The City of Mountain View declined to get involved.
According to a 2007 memo by the chief of NASA’s Ames Research Center at Moffett, Pete Worden, “Not everyone can nor should use this airfield. NASA has specific criteria to determine who can partner with us and whether they may use their aircraft at Moffett. All requests by a private entity undergo a rigorous review process and every request must demonstrate a relationship to NASA missions.”
One person with knowledge of the matter said a complaint regarding alleged favoritism toward Google has been filed against Ames with NASA’s Inspector General based on the different treatment received by H211 And other applicants.

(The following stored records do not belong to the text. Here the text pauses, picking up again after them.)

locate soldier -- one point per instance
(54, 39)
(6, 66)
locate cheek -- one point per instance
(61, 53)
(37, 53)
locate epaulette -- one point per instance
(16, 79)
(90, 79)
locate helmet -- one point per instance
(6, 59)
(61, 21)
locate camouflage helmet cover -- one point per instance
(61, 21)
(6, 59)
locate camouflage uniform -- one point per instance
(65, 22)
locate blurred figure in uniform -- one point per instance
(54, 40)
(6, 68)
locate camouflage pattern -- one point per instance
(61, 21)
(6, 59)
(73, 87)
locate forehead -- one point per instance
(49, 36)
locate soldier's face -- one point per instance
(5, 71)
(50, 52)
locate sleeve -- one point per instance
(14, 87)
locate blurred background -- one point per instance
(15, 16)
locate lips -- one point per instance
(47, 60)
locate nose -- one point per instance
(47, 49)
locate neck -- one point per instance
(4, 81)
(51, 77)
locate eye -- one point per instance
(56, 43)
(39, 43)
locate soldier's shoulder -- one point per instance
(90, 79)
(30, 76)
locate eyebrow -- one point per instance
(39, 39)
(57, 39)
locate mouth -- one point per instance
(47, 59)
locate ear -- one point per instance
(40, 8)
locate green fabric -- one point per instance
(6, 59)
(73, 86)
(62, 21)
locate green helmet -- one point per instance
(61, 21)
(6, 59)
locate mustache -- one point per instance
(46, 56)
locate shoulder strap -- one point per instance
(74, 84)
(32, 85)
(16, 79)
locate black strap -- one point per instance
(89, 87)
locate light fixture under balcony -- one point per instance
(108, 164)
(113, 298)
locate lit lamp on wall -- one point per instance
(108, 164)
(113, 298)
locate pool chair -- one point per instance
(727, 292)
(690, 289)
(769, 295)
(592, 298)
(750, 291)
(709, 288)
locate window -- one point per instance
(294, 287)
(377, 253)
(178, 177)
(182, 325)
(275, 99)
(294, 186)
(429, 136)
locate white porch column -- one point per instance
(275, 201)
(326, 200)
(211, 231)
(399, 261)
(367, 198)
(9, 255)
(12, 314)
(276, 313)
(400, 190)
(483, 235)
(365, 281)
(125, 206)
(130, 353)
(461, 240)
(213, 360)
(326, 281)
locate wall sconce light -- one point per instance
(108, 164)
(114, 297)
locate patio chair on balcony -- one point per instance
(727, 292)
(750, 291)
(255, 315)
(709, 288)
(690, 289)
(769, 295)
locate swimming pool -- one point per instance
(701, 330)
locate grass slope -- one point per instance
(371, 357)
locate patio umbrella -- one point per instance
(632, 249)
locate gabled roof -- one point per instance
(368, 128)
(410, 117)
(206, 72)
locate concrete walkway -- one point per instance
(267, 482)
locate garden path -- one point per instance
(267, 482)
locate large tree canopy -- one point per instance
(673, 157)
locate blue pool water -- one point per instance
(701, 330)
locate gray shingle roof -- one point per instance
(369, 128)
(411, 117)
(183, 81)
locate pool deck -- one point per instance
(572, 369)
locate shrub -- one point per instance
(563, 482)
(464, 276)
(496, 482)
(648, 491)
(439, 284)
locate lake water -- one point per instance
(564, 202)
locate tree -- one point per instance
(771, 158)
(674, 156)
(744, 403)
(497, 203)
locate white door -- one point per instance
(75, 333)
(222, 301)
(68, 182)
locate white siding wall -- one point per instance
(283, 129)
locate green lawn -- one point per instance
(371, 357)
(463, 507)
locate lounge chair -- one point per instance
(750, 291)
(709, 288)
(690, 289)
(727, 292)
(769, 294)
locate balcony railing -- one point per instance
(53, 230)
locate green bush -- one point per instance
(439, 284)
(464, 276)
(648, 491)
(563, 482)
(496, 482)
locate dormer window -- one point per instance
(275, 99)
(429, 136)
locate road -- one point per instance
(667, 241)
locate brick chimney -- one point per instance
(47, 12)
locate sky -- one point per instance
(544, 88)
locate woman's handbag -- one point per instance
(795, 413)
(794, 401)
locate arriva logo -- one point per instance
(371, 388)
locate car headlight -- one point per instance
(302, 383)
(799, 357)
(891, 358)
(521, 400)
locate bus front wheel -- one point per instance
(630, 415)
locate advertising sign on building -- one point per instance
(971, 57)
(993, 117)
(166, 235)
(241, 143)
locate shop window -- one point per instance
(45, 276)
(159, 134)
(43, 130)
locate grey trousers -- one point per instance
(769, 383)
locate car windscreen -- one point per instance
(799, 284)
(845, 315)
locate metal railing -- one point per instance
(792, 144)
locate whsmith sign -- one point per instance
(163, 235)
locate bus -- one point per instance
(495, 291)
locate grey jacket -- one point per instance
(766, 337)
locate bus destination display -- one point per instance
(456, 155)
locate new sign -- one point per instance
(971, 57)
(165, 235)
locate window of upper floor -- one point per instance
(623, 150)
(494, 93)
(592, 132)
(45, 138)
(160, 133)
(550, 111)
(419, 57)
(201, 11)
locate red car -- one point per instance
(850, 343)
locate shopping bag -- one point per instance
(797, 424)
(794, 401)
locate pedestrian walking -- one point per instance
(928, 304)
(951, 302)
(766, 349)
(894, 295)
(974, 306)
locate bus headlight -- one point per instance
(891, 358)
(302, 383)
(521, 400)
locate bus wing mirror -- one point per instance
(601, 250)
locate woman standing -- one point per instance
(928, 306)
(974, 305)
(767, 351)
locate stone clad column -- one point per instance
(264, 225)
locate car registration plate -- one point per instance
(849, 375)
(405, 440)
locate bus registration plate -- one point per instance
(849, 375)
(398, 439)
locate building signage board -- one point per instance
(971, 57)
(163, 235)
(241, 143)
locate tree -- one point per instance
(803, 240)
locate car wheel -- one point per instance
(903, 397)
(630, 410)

NASA apparently charges the Google executives a better rate for supplies of jet fuel than is available from private suppliers.
While the Defense Department charges H211 market rates for fuel, it does not collect any state or local excise taxes on the sales, according to the fuel contract between H211 and NASA.
That means H211 pays less than full freight–unless H211 voluntarily turns over these tax payments to the state of California.